The project consists of two main components:
- The machine learning pipeline.
- Setting up the hardware environment.
The machine learning pipeline
Data collection & data analysis
- Samples required to train the model were created using data collected from various cameras.
- The collected data was in video format, with frame sizes varying based on the camera resolution.
- The presence of repetitive backgrounds and redundant objects could potentially impact model training.
- To overcome this issue and improve the dataset’s generalization, additional images from the open-source mall dataset and CCTV-captured background images from another open-source dataset were included.
- The Age and Gender dataset contained over 4,000 images in total.
- The videos were resized and annotated.
- Both video annotations and image annotations were used in this project. Bounding boxes for object detection were used for annotating the objects.

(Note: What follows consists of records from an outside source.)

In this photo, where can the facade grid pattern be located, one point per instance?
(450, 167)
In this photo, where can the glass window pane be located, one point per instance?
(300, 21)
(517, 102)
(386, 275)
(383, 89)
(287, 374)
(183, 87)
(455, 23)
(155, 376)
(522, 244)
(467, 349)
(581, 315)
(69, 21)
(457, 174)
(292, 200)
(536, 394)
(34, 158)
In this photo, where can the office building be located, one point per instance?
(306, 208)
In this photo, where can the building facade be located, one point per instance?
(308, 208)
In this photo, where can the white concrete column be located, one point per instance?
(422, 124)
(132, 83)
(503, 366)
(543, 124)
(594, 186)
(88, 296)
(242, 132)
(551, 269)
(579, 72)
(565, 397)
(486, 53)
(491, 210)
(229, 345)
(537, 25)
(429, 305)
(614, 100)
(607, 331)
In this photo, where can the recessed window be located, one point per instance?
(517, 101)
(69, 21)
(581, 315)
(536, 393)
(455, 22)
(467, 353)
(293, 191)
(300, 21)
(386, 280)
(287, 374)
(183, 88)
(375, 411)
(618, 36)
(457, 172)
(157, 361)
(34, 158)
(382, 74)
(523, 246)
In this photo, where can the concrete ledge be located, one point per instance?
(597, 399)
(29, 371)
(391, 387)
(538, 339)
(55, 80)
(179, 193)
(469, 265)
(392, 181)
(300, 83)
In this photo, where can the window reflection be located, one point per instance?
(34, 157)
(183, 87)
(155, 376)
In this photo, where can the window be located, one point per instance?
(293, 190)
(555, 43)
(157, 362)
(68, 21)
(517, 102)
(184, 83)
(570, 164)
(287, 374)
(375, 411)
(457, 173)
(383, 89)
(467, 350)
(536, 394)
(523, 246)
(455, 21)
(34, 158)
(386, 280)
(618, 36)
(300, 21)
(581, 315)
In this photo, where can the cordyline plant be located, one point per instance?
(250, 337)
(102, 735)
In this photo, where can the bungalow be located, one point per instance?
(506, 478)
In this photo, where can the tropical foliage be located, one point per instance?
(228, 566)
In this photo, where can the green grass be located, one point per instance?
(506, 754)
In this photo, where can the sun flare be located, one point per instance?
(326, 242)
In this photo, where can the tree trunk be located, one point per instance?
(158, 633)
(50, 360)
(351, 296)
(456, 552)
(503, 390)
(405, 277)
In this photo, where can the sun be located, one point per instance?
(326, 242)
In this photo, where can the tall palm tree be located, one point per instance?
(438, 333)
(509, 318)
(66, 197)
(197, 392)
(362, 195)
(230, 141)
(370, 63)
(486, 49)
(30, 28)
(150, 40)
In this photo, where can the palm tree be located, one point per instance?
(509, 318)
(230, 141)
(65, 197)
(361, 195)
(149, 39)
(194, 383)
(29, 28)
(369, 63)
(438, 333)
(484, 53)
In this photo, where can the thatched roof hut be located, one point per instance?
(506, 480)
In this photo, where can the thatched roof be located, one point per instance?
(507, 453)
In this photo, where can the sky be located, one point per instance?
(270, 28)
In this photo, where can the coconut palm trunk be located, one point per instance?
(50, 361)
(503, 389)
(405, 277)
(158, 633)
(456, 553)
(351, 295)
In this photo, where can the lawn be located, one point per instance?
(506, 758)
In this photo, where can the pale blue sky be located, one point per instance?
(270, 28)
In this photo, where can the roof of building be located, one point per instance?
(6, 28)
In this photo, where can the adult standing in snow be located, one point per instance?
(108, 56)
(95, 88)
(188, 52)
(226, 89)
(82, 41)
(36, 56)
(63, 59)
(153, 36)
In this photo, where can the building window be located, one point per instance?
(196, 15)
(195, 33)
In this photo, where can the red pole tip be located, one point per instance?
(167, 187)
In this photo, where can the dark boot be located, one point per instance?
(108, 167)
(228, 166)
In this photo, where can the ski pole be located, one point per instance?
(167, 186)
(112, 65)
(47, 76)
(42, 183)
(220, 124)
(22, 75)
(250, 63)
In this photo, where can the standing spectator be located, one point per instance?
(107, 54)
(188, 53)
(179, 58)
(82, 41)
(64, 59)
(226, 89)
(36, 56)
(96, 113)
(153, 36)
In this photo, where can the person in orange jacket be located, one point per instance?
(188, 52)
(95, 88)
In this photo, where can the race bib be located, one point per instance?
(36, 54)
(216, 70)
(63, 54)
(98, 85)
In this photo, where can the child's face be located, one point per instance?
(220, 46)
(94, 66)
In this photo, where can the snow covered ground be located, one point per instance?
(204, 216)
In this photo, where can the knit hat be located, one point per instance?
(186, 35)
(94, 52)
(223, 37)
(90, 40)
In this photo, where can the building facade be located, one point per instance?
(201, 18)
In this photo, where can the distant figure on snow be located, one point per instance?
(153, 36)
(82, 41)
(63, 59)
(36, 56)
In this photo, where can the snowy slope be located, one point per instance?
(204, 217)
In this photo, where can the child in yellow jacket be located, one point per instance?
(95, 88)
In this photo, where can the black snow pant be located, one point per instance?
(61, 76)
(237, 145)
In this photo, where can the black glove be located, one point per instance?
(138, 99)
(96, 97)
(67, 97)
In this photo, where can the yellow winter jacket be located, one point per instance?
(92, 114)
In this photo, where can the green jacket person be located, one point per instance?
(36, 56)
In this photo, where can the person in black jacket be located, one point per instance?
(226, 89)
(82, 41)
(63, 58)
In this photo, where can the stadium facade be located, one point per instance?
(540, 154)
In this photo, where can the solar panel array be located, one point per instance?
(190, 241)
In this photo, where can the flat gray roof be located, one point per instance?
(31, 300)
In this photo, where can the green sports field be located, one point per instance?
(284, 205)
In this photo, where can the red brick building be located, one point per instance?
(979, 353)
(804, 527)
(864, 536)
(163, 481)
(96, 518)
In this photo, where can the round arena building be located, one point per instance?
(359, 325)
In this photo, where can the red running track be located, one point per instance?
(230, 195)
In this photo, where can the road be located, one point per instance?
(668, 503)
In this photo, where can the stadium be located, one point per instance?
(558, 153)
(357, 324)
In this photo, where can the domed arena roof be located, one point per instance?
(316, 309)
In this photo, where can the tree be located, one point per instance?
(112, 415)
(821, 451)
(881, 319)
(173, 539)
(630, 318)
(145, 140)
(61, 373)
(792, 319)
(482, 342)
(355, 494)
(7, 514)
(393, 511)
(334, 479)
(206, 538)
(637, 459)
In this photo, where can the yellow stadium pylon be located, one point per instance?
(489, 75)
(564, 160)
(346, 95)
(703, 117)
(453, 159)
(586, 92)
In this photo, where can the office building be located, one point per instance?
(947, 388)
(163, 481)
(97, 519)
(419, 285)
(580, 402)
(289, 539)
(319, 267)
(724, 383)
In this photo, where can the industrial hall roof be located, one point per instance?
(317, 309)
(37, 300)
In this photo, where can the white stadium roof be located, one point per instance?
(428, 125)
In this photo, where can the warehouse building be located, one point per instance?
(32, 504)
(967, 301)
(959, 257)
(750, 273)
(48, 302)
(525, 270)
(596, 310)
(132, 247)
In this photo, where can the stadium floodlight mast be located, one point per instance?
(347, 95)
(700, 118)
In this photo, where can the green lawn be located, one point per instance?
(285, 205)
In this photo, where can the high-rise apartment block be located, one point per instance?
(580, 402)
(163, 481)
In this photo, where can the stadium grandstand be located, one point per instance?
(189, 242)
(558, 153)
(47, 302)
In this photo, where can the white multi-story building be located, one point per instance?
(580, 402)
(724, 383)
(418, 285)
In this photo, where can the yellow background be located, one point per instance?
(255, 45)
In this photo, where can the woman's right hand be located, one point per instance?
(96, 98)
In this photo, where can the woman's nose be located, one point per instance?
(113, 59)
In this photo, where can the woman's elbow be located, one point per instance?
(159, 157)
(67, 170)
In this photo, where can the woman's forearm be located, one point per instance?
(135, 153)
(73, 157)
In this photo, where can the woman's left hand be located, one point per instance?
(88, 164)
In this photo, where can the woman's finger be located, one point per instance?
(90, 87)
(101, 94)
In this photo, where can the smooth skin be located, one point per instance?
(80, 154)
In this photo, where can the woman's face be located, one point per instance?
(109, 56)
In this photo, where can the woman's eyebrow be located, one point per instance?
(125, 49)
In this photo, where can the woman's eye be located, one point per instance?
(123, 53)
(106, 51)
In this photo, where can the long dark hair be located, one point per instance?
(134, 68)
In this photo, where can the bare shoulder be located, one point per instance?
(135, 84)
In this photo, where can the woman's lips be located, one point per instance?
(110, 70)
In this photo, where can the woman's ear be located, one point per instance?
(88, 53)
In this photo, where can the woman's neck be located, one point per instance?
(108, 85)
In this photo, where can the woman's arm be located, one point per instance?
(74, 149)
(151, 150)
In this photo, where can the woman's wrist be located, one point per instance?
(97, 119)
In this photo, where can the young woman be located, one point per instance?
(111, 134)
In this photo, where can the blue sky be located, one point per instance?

- The final format used was image format. As we had decided to use the Yolo models for object detection, the labels were retrieved in Yolov5 format. Initially, only labeled images were retrieved. Later, background images were included in the dataset to reduce false positives.
- Age and Gender Model: Three classes were considered: Child -0, Female_adult – 1, and Male_adult – 2.

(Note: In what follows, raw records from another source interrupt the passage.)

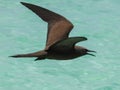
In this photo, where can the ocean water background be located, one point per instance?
(21, 31)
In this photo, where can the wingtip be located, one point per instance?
(23, 3)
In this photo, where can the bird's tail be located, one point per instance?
(36, 54)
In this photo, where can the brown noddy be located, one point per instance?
(58, 45)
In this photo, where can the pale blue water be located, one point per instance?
(21, 31)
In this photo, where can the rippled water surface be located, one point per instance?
(21, 31)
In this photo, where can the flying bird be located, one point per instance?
(58, 45)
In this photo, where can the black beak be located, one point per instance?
(90, 53)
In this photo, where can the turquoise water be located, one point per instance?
(21, 31)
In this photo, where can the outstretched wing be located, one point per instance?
(66, 45)
(58, 26)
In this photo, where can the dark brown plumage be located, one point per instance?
(58, 45)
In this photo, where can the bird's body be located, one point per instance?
(58, 45)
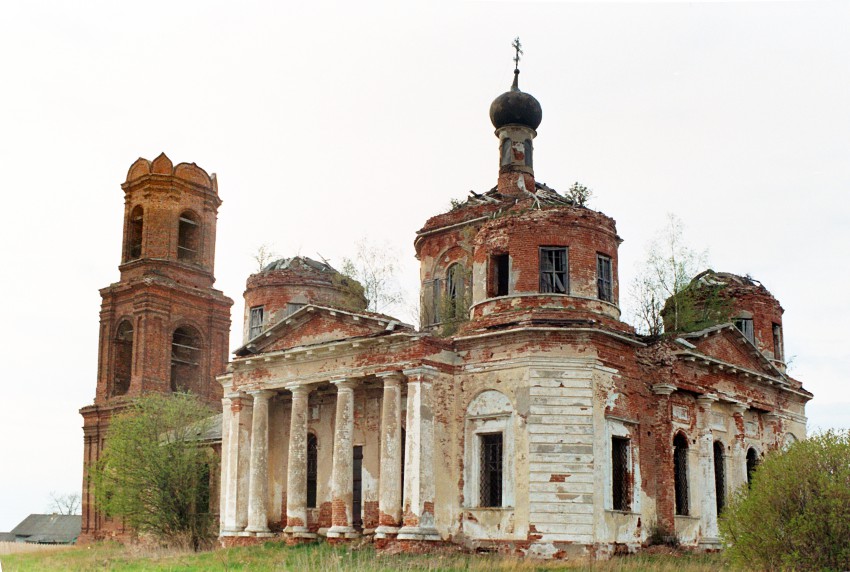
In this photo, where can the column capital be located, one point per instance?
(390, 378)
(663, 388)
(345, 383)
(420, 373)
(298, 389)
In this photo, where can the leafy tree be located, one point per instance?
(796, 513)
(154, 473)
(667, 270)
(374, 267)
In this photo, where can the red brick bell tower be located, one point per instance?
(163, 327)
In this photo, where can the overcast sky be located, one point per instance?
(330, 122)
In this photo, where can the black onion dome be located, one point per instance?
(517, 107)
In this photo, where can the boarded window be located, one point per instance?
(188, 237)
(778, 349)
(553, 270)
(185, 359)
(620, 478)
(312, 469)
(719, 476)
(490, 477)
(255, 324)
(680, 474)
(500, 273)
(134, 234)
(746, 327)
(123, 364)
(752, 464)
(603, 278)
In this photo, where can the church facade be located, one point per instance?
(521, 414)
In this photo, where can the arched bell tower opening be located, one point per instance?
(166, 283)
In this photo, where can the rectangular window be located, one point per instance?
(490, 477)
(603, 278)
(778, 349)
(620, 473)
(499, 275)
(746, 327)
(255, 324)
(553, 270)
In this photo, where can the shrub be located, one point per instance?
(796, 512)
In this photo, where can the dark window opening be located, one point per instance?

- Once annotation was done, the frequency of each class in the entire dataset was checked, and some of the redundant /duplicate images were removed.
Model training and testing
In this project, complete retraining is done as the data is totally different from the coco dataset on which the yolov5 model is trained with. Even though the coco model has a superclass called person, the appearance and features differ due to the cultural difference in the countries where this project will be implemented.

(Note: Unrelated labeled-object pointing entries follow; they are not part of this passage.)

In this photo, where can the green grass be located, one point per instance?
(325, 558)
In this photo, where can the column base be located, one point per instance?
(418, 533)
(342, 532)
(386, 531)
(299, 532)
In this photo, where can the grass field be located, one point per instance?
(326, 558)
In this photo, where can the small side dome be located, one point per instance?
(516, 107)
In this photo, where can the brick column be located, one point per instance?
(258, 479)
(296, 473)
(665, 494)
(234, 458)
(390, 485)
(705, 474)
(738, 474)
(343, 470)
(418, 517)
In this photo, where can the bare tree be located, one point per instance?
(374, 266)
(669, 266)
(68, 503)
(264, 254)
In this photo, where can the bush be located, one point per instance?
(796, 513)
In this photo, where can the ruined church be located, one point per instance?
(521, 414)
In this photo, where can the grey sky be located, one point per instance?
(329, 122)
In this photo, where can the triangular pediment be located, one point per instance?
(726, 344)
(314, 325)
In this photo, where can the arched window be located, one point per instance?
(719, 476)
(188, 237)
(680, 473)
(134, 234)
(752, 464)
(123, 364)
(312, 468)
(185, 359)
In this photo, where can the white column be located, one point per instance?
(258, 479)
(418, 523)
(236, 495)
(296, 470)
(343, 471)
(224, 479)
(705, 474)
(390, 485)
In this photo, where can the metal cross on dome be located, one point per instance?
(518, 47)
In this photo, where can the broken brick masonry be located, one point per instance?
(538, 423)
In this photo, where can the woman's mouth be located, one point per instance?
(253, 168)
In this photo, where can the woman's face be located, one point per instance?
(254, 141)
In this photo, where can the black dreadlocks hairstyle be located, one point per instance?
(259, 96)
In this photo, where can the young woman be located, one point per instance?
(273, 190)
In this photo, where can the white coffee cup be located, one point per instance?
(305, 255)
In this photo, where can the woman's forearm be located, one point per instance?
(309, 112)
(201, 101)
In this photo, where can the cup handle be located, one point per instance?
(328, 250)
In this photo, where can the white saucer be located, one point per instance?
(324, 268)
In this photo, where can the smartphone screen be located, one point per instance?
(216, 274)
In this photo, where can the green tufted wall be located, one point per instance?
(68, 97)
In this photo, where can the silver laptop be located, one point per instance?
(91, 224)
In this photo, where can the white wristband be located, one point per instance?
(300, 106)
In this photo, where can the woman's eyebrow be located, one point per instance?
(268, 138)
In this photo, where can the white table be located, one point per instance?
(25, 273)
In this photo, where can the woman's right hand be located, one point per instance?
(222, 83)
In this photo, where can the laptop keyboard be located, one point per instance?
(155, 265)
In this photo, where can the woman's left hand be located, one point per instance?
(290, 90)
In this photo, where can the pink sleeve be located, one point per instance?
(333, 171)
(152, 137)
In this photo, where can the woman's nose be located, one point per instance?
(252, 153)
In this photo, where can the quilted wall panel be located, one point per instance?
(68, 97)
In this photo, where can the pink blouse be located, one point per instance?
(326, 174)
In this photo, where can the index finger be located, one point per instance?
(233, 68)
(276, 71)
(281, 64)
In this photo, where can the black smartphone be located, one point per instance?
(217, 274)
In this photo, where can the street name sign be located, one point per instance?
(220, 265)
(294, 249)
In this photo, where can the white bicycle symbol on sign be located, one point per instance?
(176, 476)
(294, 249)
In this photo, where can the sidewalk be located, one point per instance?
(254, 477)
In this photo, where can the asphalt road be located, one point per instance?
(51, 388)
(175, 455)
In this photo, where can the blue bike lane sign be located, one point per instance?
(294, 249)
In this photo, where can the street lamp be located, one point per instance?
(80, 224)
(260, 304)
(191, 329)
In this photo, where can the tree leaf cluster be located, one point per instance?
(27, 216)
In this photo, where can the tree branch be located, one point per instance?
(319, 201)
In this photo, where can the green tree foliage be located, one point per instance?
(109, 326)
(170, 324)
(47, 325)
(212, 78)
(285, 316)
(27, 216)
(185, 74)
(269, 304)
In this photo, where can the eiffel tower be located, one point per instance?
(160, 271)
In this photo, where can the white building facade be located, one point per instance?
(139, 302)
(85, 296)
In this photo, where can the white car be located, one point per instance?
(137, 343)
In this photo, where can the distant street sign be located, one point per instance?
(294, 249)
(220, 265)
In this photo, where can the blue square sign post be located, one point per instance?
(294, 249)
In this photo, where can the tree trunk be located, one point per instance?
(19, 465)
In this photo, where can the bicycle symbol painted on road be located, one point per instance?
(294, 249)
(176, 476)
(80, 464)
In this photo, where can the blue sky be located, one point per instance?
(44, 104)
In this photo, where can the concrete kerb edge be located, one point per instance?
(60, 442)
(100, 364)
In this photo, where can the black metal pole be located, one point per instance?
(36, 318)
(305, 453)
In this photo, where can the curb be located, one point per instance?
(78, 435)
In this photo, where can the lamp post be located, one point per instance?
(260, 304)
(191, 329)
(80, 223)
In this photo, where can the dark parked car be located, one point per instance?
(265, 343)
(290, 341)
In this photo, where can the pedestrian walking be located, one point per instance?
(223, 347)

- Later different versions of Yolo were retrained using the custom data and compared.
- Out of them, the best version was selected and deployed to Jetson nano. Where other models crossed 1 ms plus inference time per frame, the best model maintained a speed below 0.75 ms per frame.
- The training was done multiple times by assigning different values to the hyperparameters. The aim of the training was to obtain a model which has a size compatible to run on edge devices with a decent inference speed but maintains a good mAP.
The app uses a tracking method called Strongsort which is a two-stage tracker.
- In the first stage, the objects are detected by the Yolov5-nano model, and in the second stage, these detected objects are passed to the tracker model.
- The detected objects are assigned an ID to be maintained for a defined period.
- Strongsort is highly configurable and adjustable to different deployment scenarios.
The tracking and counting logic
Line counting and transformation
- Line counting is implemented as a separate function. Only one object is considered at a time in the function.
- The direction of the movement is based on if the difference between the current frames and previous frames’ values is greater than or less than zero.
The pipeline is added to the tracker code for continuous learning to retrieve data continuously from the live stream. The data collected includes images with bounding boxes, images without bounding boxes, the coordinates, and the class as a text file. The annotations are in Yolo format. The tracker code has data saved in MOT format.
Testing and deployment
The code was deployed on the device and tested on single and multiple cameras.
Challenges the team was able to overcome
- Data imbalance issues, for example, having the male class as the majority class and age and gender imbalance. Ignoring this issue would impact the model performance as The high mAP value of training will be based on the high individual mAP score achieved by the male class. The model will start overfitting on a male class if we try to increase training epochs.
- A person is taking a U-turn. It happens when a person enters and exits like a U-turn or takes rounds casually without intending to enter the place.
- Optimizing the model performance and speed to match the edge device memory & resources.